An event like a complete data center power failure is something you never want to experience. Having recently gone through one I thought I would share some lessons learned from it.
This particular data center had a full UPS (uninterruptible power supply) system and backup diesel generator when a routine battery maintenance performed on the UPS shorted some circuits causing power loss to the entire data center. This event made me realize that a little preparedness can go along way in getting servers and virtual machines (VMs) back online after a power failure.
First and foremost, the DNS (Domain Name System) is probably the most important service in your data center. Most servers and workstations use DNS names instead of IP addresses to communicate with each other. Without DNS, servers can’t get to anything by hostname and will effectively be isolated from each other. Most administrators are used to using DNS names, so when DNS is not available they usually do not know the IP addresses of the server and subsequently can’t connect to them. So it is a good idea to have a hard copy of all your servers and their IP addresses somewhere in your data center for you to reference when DNS is not available.
Virtual servers can be even more problematic. If you have all your DNS servers virtualized which cannot be started because of network or shared storage issues, you can run into problems starting other servers and services that rely on DNS. Consider having at least one physical DNS server or having one or two DNS servers running on local storage instead of shared storage.
Another helpful insight: Make sure you know command line procedures for administration on your host servers. You may not be able to connect to your host via a graphic user interface (GUI) until certain systems are up so the command line can be your only way to check the host server health and perform VM operations. Again, it helps to have paper documentation of the host command line utilities and their syntaxes.
Finally you want to make sure you start your servers back up in the proper order due to dependencies that certain servers and applications have. Obviously, with the network unavailable, not much is going to function properly.
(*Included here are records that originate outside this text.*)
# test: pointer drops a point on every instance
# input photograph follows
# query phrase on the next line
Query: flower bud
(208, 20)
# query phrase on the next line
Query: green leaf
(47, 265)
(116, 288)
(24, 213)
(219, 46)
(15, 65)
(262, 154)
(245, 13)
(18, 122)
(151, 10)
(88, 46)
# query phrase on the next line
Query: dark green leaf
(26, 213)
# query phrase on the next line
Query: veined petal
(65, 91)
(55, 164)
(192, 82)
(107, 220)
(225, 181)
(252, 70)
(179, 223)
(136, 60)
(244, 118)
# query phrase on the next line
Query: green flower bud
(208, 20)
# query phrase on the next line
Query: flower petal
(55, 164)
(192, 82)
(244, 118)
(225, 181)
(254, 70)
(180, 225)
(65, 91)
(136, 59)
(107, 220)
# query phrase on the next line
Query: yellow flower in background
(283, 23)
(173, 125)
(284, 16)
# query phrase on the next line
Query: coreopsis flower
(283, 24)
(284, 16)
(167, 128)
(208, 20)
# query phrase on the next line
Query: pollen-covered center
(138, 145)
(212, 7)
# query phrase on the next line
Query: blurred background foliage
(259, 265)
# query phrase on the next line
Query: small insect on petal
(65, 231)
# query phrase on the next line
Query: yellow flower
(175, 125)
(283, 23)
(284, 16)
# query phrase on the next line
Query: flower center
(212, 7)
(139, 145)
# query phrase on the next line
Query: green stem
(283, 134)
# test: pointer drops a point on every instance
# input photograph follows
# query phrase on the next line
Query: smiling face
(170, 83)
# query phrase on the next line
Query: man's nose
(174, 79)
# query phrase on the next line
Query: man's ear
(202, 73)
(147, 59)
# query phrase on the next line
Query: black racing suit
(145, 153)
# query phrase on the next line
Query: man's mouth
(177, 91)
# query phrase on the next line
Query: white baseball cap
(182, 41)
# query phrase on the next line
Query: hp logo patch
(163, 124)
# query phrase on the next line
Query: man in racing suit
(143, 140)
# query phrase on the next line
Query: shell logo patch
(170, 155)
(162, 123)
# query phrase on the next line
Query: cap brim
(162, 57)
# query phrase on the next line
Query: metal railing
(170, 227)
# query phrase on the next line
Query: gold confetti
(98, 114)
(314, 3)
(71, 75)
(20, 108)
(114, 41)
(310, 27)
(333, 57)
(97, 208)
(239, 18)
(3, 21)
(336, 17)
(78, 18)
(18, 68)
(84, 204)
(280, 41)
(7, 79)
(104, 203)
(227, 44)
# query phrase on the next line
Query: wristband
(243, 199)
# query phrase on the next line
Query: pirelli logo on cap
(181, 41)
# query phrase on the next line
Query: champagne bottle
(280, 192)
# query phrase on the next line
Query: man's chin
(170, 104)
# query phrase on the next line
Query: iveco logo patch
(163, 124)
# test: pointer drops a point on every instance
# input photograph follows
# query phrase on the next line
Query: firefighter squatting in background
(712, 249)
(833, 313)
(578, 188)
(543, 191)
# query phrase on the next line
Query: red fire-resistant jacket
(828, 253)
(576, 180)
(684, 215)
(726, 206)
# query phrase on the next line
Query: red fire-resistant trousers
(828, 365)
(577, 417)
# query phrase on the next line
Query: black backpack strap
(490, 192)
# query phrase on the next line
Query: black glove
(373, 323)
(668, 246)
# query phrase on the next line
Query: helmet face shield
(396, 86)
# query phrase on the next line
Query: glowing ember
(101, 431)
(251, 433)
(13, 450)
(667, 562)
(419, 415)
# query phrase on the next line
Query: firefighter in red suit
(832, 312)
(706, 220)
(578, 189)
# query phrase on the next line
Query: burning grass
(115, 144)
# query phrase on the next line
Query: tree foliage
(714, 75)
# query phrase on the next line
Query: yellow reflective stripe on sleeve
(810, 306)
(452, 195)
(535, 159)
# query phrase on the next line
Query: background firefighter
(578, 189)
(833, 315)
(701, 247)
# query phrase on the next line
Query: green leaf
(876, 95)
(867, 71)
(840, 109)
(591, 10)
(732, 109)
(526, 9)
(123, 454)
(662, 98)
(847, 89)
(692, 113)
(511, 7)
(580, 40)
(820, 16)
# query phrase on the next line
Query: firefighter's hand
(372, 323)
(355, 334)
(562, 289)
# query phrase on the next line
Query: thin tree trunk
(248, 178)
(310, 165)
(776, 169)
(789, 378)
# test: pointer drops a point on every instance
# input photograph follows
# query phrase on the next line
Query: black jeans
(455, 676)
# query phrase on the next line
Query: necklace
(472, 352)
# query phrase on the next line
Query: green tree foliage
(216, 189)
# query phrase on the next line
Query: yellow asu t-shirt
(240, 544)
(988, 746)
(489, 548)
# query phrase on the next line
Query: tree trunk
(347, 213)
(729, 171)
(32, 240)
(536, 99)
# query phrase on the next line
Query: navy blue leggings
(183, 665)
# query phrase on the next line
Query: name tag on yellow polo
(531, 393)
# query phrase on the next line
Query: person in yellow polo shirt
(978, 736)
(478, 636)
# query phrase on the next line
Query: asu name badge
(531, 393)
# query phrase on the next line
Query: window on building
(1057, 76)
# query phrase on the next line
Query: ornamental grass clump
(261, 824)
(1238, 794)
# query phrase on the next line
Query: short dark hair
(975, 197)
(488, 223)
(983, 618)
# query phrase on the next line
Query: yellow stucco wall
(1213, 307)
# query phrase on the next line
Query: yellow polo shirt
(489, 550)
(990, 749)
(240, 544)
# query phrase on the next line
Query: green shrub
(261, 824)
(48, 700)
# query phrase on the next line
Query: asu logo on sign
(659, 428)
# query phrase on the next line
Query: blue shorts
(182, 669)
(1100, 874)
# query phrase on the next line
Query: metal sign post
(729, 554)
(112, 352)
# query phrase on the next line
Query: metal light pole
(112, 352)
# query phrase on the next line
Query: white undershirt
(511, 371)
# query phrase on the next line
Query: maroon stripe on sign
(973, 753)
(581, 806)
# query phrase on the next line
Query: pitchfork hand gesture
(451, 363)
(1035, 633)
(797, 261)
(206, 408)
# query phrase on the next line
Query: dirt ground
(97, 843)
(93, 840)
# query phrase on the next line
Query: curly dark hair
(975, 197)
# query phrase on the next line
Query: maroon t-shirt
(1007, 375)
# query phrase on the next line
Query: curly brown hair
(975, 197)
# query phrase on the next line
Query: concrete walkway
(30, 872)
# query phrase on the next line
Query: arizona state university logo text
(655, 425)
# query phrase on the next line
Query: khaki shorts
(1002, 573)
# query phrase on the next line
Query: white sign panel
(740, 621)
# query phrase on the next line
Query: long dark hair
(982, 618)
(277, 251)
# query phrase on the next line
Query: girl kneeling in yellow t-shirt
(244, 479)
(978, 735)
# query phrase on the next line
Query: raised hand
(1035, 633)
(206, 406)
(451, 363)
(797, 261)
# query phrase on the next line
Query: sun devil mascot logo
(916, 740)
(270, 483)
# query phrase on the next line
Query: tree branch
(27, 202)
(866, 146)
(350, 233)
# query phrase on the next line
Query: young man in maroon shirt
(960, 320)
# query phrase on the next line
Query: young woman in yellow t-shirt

The storage-area network (SAN) is also critical for your host servers that utilize shared storage for VMs. Windows servers also take a very long time to boot if a DNS server and domain controller are not available when they are starting.
Below is a general order for restarting your servers and applications.
- DNS servers
- DHCP servers
- Database servers
- Application/Web servers
The boy scout motto ‘be prepared’ holds true. A little preparation and planning can go along way to ensuring a smoother recovery.